I'm really struggling with encoding categorical types. Given two DataFrames X_train
and X_test
I'm trying to encode all the zip codes. The greatest hindrance for me is to be able to encode values from both dataframes (as they vary to some extention) in the same fashion, so I thought of making a list of all possible zip code values and then use it to encode both series (as parts of DataFrames). Unfortunately, this doesn't work as an error AttributeError: 'numpy.ndarray' object has no attribute 'transform'
appears. I'm running out of ideas.
X_train = X[['ticket_id','judgment_amount','zip_code']]
X_test = y[['ticket_id','judgment_amount','zip_code']]
Xtrain_zipcode = X_train['zip_code'].dropna().unique().tolist()

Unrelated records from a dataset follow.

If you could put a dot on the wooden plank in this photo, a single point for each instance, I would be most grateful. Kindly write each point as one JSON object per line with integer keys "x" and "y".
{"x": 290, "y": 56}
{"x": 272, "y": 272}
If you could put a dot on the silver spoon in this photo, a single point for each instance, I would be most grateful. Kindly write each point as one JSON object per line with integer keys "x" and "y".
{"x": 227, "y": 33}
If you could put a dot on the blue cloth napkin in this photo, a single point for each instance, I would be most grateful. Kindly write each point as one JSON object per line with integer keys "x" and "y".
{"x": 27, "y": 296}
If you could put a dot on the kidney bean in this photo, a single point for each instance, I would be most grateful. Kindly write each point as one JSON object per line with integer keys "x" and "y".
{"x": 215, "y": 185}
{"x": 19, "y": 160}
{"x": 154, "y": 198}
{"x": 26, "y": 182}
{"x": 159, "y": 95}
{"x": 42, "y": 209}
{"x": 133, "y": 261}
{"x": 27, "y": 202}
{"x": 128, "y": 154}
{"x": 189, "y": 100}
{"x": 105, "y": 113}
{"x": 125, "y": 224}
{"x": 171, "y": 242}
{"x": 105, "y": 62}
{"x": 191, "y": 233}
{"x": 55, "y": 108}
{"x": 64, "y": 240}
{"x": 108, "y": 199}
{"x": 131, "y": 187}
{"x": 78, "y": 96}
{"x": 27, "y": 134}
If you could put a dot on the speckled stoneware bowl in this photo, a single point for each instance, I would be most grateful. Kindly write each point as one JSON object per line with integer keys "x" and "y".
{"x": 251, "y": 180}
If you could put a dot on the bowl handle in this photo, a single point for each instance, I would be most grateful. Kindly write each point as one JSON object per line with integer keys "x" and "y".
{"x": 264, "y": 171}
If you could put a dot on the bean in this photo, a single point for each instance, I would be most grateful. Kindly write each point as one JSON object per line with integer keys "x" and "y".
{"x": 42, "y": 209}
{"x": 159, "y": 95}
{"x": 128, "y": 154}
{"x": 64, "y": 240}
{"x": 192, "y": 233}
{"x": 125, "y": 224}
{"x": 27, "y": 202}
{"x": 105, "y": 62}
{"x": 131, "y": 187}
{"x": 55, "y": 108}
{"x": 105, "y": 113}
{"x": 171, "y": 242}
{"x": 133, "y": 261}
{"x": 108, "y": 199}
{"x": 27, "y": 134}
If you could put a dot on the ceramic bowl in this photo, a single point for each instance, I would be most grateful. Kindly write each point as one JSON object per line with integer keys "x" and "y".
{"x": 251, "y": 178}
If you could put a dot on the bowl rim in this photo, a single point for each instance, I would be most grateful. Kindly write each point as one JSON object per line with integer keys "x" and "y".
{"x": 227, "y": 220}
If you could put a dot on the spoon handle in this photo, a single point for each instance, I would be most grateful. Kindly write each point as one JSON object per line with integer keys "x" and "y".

Xtest_zipcode = X_test['zip_code'].dropna().unique().tolist()
zip_list = Xtrain_zip
for elem in Xtest_zipcode:
if elem not in Xtrain_zipcode:
zip_list.append(elem)
enc_zipc = LabelEncoder().fit(zip_list)
encoded = enc_zipc.transform(zip_list)
encoded.transform(X_train['zip_code'])
I have also read that LabelEncoder
is not advisable while dealing with categorical features that are an input. What would you suggest? One-hot encoding?